# Snake Bitten Salmon Steaks



## rivet (Mar 11, 2009)

Since my smoker is out of operation (mods being made) I really miss smoking and the results. Trying to keep the faith, I put together ShooterRick's _Ricks's Copperhead Snake Bitten Chicken_ rub last weekend (minus the wasabi- all out) , I figured I would try something different.

This afternoon I pulled out a couple pounds of salmon steaks from the in-law's last trip to Alaska and rubbed them with his _Snakebite._ Broiled them in the oven for a bit to see what would happen.

This is seriously good stuff. Yes, it's supposed to be for chicken but I am living proof it works magic for salmon too. Hey, got to try something different every once in a while, right?

I know, I know....sorry, no q-vues. This was a last minute desperation cooking. 

If you haven't gotten around to try it, I recommend you do. This stuff is  really good.

A big thanks to ShooterRick for sharing!


----------



## shooterrick (Mar 14, 2009)

I am pleased you like the rub.  I will have to try on fish also.  Been thinking about it but not done it yet.


----------



## bbq engineer (Mar 14, 2009)

This is the second thread that I have read today that used ShooterRick's Copperhead Bitten Chicken Rub. I'm gonna try this right away before he decides to go commercial and removes the recipe...it sounds fantastic.
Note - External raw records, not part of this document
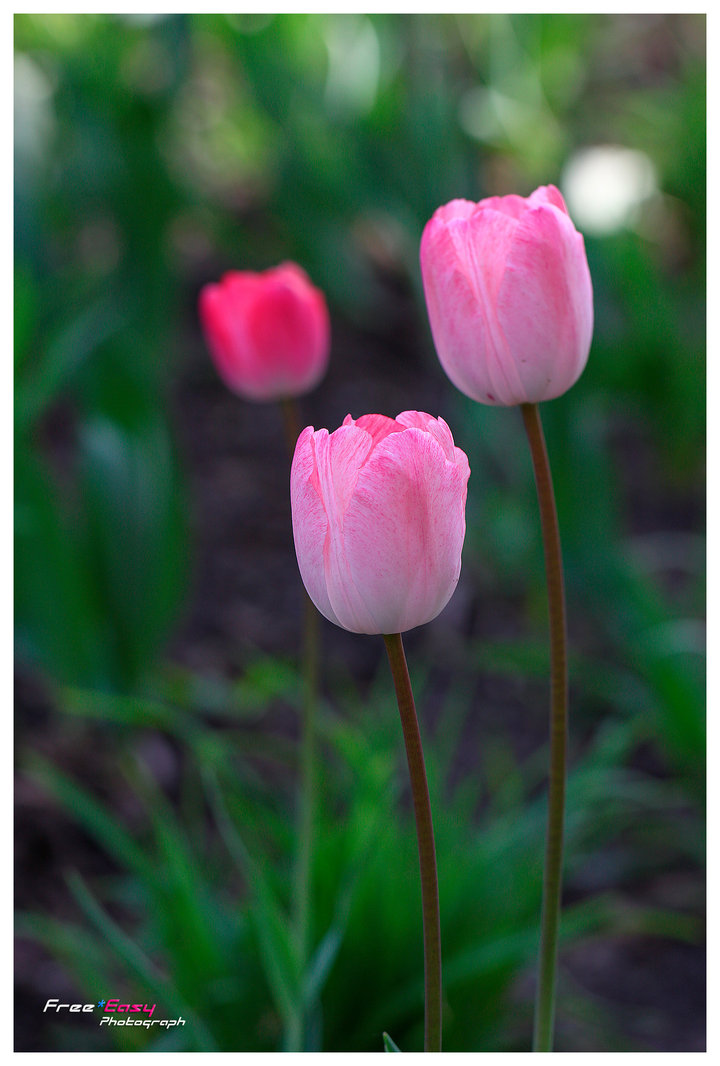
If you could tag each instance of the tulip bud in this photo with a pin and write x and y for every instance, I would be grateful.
(379, 519)
(268, 334)
(509, 296)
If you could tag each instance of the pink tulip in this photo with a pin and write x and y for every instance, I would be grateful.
(509, 296)
(268, 334)
(379, 519)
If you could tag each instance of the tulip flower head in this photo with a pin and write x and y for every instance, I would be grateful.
(268, 333)
(509, 296)
(379, 519)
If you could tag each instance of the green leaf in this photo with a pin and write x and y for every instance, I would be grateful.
(271, 923)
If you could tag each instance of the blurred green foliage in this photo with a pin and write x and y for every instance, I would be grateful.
(150, 154)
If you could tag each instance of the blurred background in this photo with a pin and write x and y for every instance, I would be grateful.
(159, 610)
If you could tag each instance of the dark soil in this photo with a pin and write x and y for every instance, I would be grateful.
(245, 597)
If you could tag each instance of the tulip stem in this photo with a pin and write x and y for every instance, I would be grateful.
(544, 1020)
(303, 869)
(426, 843)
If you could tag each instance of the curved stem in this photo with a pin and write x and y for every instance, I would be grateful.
(544, 1021)
(426, 844)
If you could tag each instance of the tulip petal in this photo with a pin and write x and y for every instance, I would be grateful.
(544, 305)
(456, 259)
(309, 521)
(403, 532)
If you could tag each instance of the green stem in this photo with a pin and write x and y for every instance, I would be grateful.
(302, 878)
(544, 1021)
(426, 844)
Ricks Copperhead Snake Bitten Chicken

BBQ Eng.


----------



## rivet (Mar 14, 2009)

Let me tell ya friend, you can't go wrong with this baby.


----------



## shooterrick (Mar 15, 2009)

LOL.  This was originally a thank you post for all that SMF had given me in the past.  It will always be available to those that seek grasshopper!


----------



## carpetride (Mar 15, 2009)

Sounds good but did it really happen


----------



## desertlites (Mar 15, 2009)

Rick I mixed up a batch while back-was blown away-had to share -and ya good on fish too-go get wasabi Rivit,key offering in my opionion.


----------



## rivet (Mar 16, 2009)

Will do on the wasabi desert. I'll make another batch of snake bite when my mods are done and I fire up my baby again. Got a bunch of legg-quarters in the freezer waitin'....


----------